Educação libertadora: da alfabetização de adultos à escola indígena

Texto e fotos da Agência Popular de Cultura Solano Trindade

Educação tem jeito?

No último dia 29 de novembro, aconteceu no CIEJA Campo Limpo, a discussão Educação Popular – para além dos muros da escola, que contou com a presença das educadoras: Eda Luiz – CIEJA Campo Limpo, Anabela Gonçalves – Coletivo Katu, Poty Porã – Aldeia Tenondé Porã e Neide Abati, da União Popular de Mulheres.

O evento faz parte da programação do Percurso em Defesa da Diversidade Cultural, que desde agosto vem discutindo várias temáticas ligadas ao cotidiano a periferia na perspectiva da política pública.

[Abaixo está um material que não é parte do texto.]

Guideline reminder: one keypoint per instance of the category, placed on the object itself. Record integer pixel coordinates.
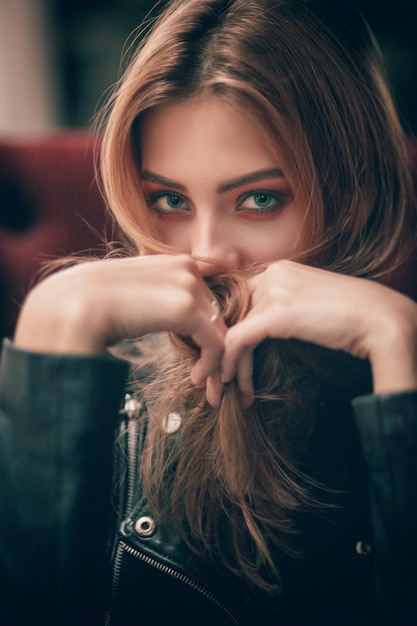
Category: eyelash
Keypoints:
(279, 200)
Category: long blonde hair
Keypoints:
(311, 72)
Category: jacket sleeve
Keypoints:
(57, 423)
(387, 426)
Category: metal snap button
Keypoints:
(363, 548)
(145, 526)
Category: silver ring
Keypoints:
(216, 310)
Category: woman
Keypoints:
(254, 159)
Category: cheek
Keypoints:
(282, 238)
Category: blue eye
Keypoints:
(164, 202)
(262, 201)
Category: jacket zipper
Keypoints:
(124, 547)
(132, 444)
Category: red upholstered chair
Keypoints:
(50, 206)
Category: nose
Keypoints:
(213, 246)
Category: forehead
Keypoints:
(199, 131)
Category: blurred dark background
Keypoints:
(86, 39)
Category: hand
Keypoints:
(90, 306)
(361, 317)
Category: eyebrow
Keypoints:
(253, 177)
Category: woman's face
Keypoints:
(215, 188)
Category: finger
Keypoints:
(245, 377)
(209, 336)
(243, 337)
(214, 389)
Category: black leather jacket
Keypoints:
(70, 554)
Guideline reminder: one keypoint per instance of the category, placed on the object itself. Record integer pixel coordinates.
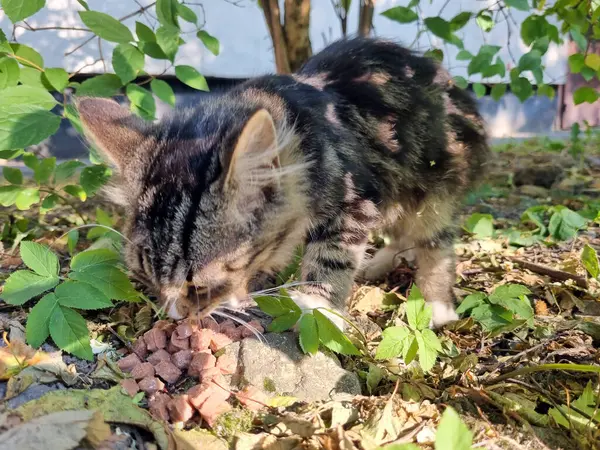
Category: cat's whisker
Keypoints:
(242, 322)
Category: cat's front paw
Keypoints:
(443, 313)
(308, 302)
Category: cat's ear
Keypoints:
(112, 128)
(255, 153)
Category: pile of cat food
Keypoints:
(169, 353)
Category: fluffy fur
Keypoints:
(367, 135)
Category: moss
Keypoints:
(269, 385)
(230, 424)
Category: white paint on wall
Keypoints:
(245, 44)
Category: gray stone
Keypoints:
(278, 367)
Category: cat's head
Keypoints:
(212, 196)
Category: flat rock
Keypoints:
(279, 367)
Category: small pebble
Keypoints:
(129, 362)
(167, 371)
(151, 385)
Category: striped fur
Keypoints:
(366, 136)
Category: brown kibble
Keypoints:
(182, 359)
(184, 330)
(151, 385)
(167, 326)
(140, 349)
(167, 371)
(200, 339)
(129, 362)
(211, 324)
(226, 364)
(233, 333)
(219, 341)
(155, 339)
(158, 405)
(158, 356)
(212, 408)
(201, 361)
(180, 409)
(142, 370)
(179, 343)
(199, 393)
(246, 332)
(130, 386)
(252, 398)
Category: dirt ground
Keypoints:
(519, 387)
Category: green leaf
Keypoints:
(37, 329)
(163, 91)
(452, 433)
(461, 82)
(70, 333)
(93, 258)
(479, 90)
(9, 72)
(589, 259)
(332, 337)
(9, 194)
(144, 33)
(106, 85)
(23, 285)
(439, 27)
(284, 322)
(394, 341)
(26, 198)
(106, 27)
(72, 238)
(401, 14)
(166, 11)
(585, 94)
(39, 258)
(309, 335)
(12, 175)
(190, 76)
(518, 4)
(142, 101)
(58, 78)
(498, 90)
(464, 55)
(480, 225)
(460, 20)
(44, 170)
(271, 305)
(27, 95)
(66, 170)
(471, 301)
(485, 21)
(210, 42)
(25, 125)
(127, 61)
(168, 40)
(417, 312)
(108, 279)
(186, 13)
(17, 10)
(93, 178)
(75, 294)
(76, 191)
(429, 348)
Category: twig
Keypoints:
(552, 273)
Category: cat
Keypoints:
(366, 136)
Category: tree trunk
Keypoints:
(296, 29)
(273, 18)
(365, 18)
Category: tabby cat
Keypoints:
(366, 136)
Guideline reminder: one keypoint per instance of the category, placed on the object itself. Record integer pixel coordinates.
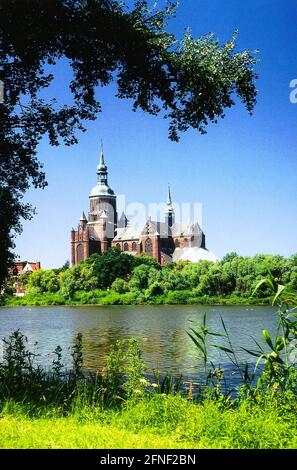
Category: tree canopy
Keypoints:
(189, 81)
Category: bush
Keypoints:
(178, 297)
(120, 286)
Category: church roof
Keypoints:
(153, 227)
(193, 254)
(186, 229)
(127, 233)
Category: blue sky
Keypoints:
(243, 171)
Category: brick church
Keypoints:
(166, 241)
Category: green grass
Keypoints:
(130, 298)
(163, 421)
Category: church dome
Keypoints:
(101, 190)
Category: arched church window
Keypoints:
(79, 253)
(148, 247)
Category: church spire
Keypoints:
(83, 217)
(101, 160)
(169, 211)
(169, 200)
(102, 187)
(102, 172)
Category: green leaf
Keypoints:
(252, 353)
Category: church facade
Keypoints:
(166, 241)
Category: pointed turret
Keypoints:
(101, 165)
(123, 222)
(83, 217)
(169, 211)
(102, 186)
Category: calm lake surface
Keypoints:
(161, 331)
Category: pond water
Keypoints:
(161, 331)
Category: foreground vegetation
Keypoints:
(118, 278)
(163, 421)
(118, 407)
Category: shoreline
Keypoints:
(17, 302)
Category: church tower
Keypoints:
(95, 233)
(169, 211)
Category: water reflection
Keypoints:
(161, 331)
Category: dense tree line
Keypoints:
(141, 278)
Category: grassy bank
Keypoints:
(98, 297)
(163, 421)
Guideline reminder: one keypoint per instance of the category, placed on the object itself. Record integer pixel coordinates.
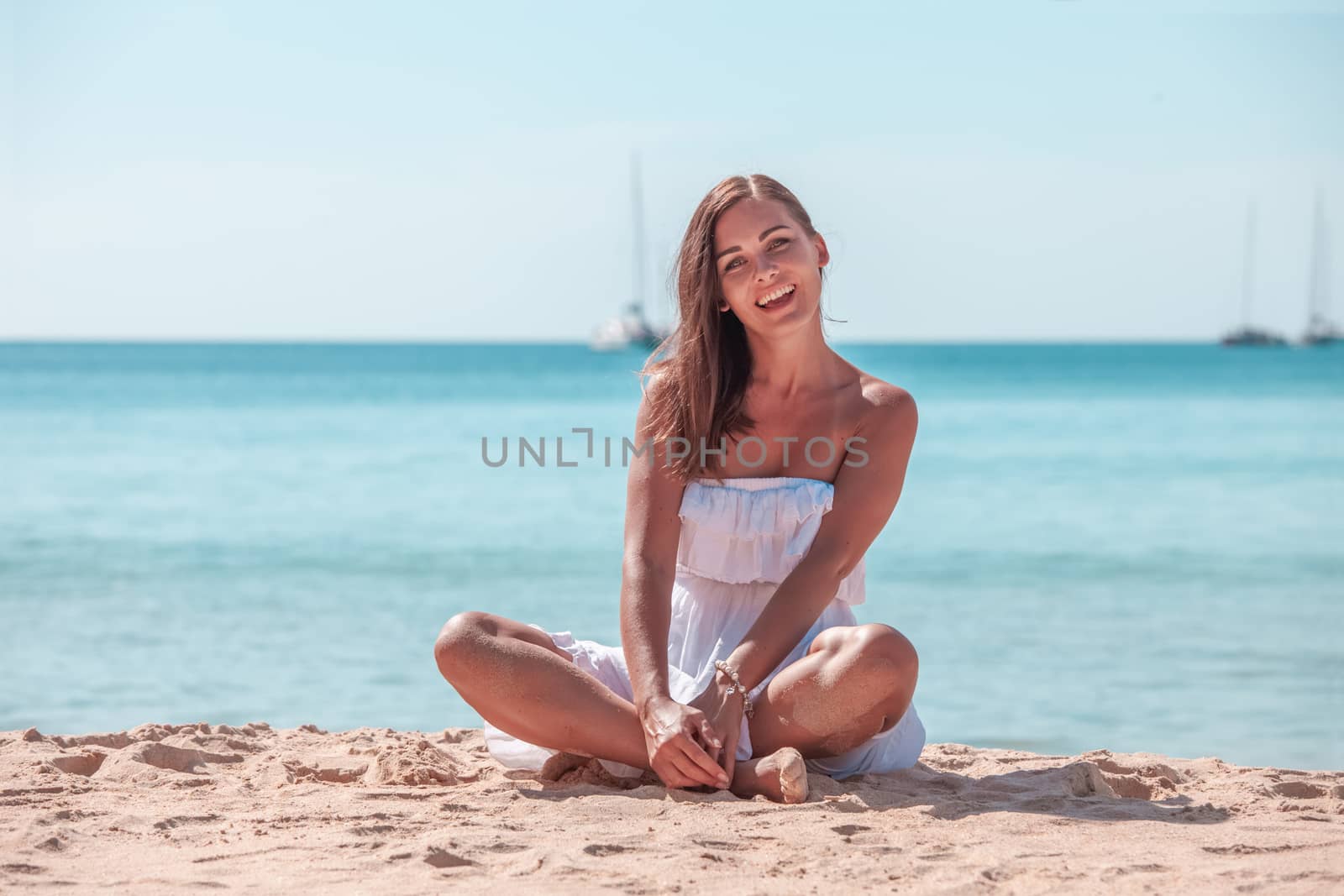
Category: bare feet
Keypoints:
(781, 777)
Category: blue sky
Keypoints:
(983, 170)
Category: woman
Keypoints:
(743, 560)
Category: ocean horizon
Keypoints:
(1129, 546)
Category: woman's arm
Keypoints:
(674, 732)
(652, 532)
(864, 499)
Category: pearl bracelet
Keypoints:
(736, 687)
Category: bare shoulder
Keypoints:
(884, 406)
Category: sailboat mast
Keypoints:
(638, 233)
(1317, 300)
(1249, 264)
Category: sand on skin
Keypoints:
(161, 808)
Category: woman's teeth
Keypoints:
(776, 296)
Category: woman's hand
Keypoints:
(676, 738)
(725, 715)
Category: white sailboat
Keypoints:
(1320, 328)
(1247, 333)
(631, 328)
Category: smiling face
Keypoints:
(768, 265)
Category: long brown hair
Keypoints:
(705, 365)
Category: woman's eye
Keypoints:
(781, 241)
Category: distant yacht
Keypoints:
(1320, 329)
(1247, 333)
(631, 328)
(627, 331)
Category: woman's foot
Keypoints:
(781, 777)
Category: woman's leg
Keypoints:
(523, 684)
(853, 683)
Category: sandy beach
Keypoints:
(163, 808)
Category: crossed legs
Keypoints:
(853, 683)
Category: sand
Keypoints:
(165, 808)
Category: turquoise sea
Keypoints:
(1132, 546)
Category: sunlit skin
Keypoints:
(853, 681)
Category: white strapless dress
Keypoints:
(739, 539)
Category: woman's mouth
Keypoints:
(779, 298)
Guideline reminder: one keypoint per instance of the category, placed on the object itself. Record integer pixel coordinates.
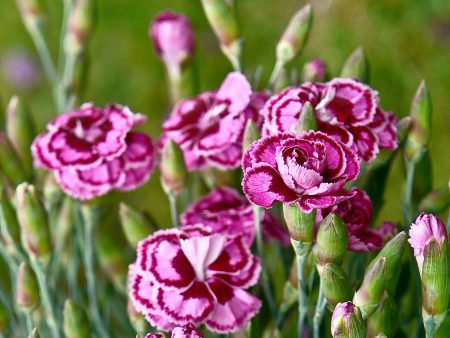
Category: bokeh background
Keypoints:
(405, 40)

A proposta é colocar no mesmo debate, governo e sociedade civil com o objetivo de refletir sobre as demandas da periferia da Zona Sul de São Paulo.

Como resultado, o Percurso culminará no Observatório Popular de Direitos, plataforma virtual que tem como objetivo agrupar, analisar e propor possíveis caminhos para os problemas apresentados nestas discussões.  Também servirá como plataforma de denúncia através de texto, vídeo, foto, podcast e da ferramenta VOJO,  uma tecnologia que vem sendo construída em parceria com o Instituto Mídia Étnica (BA) e o Center for Civic Media, de Massachusetts Institute Of Techonology (EUA), e que possibilita a transmissão de informações sem precisar acessar a internet ou estar conectado a computadores. Tudo funciona através de um 0800.

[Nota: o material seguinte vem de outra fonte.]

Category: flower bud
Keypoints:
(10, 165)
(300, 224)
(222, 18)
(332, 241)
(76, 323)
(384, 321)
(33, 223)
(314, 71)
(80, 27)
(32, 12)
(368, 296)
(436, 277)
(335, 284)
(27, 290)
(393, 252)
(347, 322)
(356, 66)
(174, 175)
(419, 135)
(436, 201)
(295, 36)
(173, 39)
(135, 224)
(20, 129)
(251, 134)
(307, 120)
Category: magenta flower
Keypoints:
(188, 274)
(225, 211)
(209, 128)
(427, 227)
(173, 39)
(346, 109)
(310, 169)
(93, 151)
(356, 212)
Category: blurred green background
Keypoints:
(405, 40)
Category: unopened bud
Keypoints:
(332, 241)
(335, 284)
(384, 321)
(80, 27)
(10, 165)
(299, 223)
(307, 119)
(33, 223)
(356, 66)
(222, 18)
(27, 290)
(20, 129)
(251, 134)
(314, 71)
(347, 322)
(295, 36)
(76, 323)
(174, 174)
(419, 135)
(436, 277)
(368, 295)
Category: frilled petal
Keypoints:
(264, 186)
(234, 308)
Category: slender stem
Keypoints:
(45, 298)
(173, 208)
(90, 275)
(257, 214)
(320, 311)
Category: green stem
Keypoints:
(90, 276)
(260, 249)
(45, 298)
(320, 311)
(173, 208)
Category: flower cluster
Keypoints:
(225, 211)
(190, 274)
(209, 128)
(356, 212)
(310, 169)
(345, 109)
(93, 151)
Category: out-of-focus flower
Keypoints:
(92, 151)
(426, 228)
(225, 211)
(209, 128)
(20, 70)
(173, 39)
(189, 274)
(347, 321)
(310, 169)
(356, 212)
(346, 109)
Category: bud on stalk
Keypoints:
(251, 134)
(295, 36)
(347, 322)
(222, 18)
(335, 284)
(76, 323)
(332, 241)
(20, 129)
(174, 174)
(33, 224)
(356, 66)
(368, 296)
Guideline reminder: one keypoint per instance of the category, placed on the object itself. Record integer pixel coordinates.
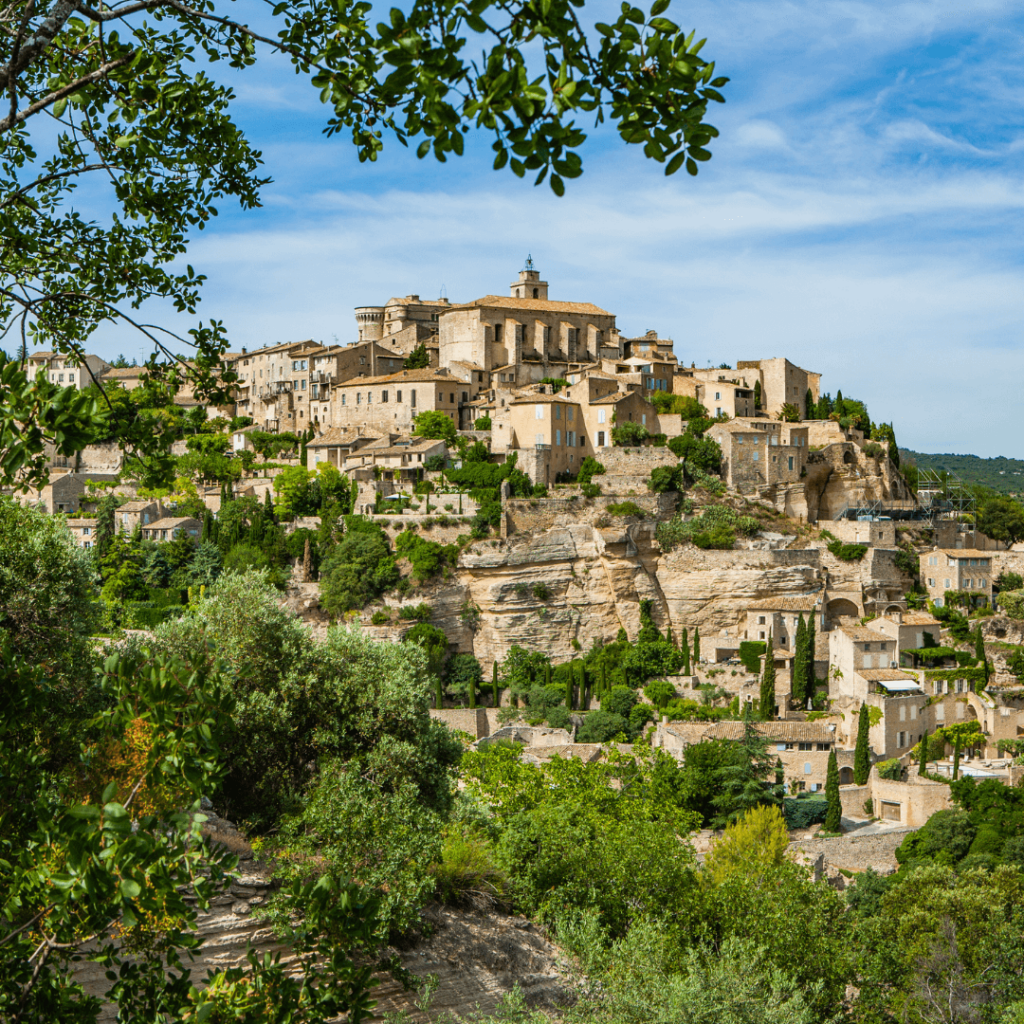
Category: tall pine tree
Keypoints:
(811, 682)
(799, 673)
(767, 704)
(834, 815)
(862, 753)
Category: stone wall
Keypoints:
(857, 853)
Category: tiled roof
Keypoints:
(169, 522)
(541, 305)
(788, 732)
(886, 676)
(427, 375)
(860, 634)
(790, 603)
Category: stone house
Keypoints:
(394, 454)
(170, 526)
(67, 371)
(138, 513)
(83, 531)
(781, 382)
(526, 334)
(802, 747)
(338, 365)
(960, 568)
(760, 453)
(390, 403)
(779, 615)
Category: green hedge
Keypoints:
(804, 813)
(750, 654)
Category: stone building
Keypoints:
(781, 383)
(391, 402)
(802, 747)
(171, 526)
(760, 453)
(68, 371)
(526, 334)
(965, 569)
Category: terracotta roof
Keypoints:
(886, 676)
(860, 634)
(788, 603)
(123, 372)
(790, 732)
(427, 375)
(540, 305)
(335, 437)
(169, 522)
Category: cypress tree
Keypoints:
(834, 816)
(811, 683)
(768, 683)
(862, 755)
(799, 681)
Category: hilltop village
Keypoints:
(603, 552)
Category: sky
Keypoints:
(862, 216)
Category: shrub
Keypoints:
(558, 718)
(750, 654)
(629, 434)
(589, 468)
(420, 612)
(620, 700)
(600, 726)
(626, 509)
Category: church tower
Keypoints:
(529, 285)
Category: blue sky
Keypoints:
(862, 215)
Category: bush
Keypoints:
(420, 612)
(558, 718)
(629, 434)
(600, 726)
(804, 813)
(589, 468)
(750, 654)
(627, 509)
(620, 700)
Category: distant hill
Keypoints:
(1005, 475)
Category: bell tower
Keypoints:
(529, 285)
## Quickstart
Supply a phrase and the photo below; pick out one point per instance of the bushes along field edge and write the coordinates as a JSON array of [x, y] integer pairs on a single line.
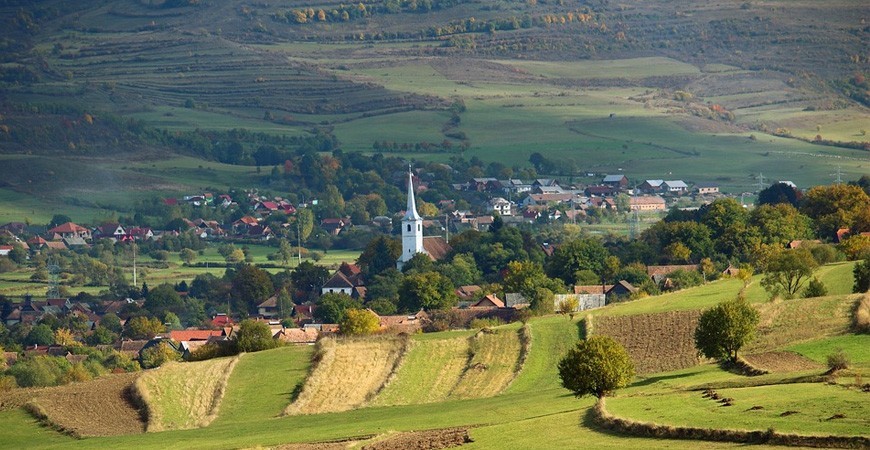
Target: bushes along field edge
[[601, 417]]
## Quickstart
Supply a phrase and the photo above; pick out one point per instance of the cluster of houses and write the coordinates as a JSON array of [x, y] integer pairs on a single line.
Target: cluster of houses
[[547, 196]]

A reflexão sobre a educação é fundamental e necessária, mas há uma dificuldade de diálogo com o Governo, parte importante no processo, como ressaltou Eda Luiz: “o poder público não acredita em algumas coisas e tivemos que lutar muito para conseguir este projeto“, relata a educadora que após muita dedicação da comunidade escolar, consegue ser hoje “uma escola alternativa que vai na contramão do formato de escola pública que está ai hoje“.

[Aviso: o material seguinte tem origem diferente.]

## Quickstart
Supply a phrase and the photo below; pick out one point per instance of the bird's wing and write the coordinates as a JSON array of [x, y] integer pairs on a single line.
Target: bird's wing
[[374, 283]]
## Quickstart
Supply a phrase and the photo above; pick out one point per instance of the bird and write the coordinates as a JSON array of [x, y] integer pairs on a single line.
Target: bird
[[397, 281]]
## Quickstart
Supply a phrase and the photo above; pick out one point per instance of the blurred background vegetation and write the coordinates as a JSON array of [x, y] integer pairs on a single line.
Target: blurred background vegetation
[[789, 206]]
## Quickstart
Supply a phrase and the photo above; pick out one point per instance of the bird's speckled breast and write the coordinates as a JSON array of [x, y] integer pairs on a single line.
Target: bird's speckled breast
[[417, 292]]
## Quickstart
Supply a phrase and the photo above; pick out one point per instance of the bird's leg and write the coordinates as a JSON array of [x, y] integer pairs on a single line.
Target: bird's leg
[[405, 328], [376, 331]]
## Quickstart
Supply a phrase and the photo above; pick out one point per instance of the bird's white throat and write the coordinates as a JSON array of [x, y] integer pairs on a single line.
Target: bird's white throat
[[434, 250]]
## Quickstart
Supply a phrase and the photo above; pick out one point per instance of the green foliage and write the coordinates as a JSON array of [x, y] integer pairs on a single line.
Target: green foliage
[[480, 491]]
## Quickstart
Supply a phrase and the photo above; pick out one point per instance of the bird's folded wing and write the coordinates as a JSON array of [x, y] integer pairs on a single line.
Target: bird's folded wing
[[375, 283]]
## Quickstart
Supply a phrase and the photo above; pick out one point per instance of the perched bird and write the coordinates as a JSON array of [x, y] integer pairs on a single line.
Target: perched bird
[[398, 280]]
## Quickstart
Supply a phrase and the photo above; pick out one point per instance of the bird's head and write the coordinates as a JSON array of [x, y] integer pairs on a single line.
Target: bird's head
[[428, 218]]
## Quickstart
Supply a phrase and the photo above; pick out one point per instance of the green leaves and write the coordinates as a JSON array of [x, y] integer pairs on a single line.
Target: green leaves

Para a socióloga e educadora Anabela Gonçalves, a experiência do CIEJA e de outras escolas são importantes para o coletivo que ela atua. “A ideia do Katu era pensar sobre a atual educação e as metodologias aplicadas nas escolas“. O coletivo milita pela educação libertária, e para atingir seus objetivos organizam encontros abertos quinzenalmente no Sacolão das Artes e também fazem trabalho de base atuando em escolas da Zona Sul. Para Anabela, a proposta de atuar com a escola é para fazer um trabalho em sala de aula que possa possibilitar uma ação social de transformação”.

As ações do coletivo Katu, sem dúvidas é a continuidade de um trabalho  importante em prol da educação. Isso fica evidente quando há encontro de gerações: Katu (na figura da Anabela) e o MOVA através da educadora Neide Abati: “Em 1968 começamos a alfabetizar na região de Campo Limpo e Capão Redondo. Em plena ditadura militar. Usávamos o método Paulo Freire escondidos em casas“. Neide ressalta a importância da educação popular e do trabalho de base. Afirma que “politicamente há muito o que conquistar“. 

A educação na Aldeia Tenondé Porã também chega pronta, porém alguns contextos são questionados, por exemplo quando se trata da “descoberta do Brasil” que os livros de histórias tratam. “Na nossa educação nós não falamos que o Brasil foi descoberto, dizemos que foi invadido”, ressalta a educadora Poty Porã, que classifica a educação indígena de duas formas, nova e milenar:“a educação escolar indígena é nova, mas a educação e sabedoria indígena é milenar“. 

As próximas atividades de discussão do Percurso será em 2014. Três temáticas já foram escolhidas: Segurança Pública, Saúde e Mulher.

No dia 20 de dezembro será realizado o lançamento da plataforma do Observatório Popular de Direitos, que acontecerá no CEU Cantos do Amanhecer às 15h. A atividade é aberta e todas organizações, coletivos, indivíduos estão convidados.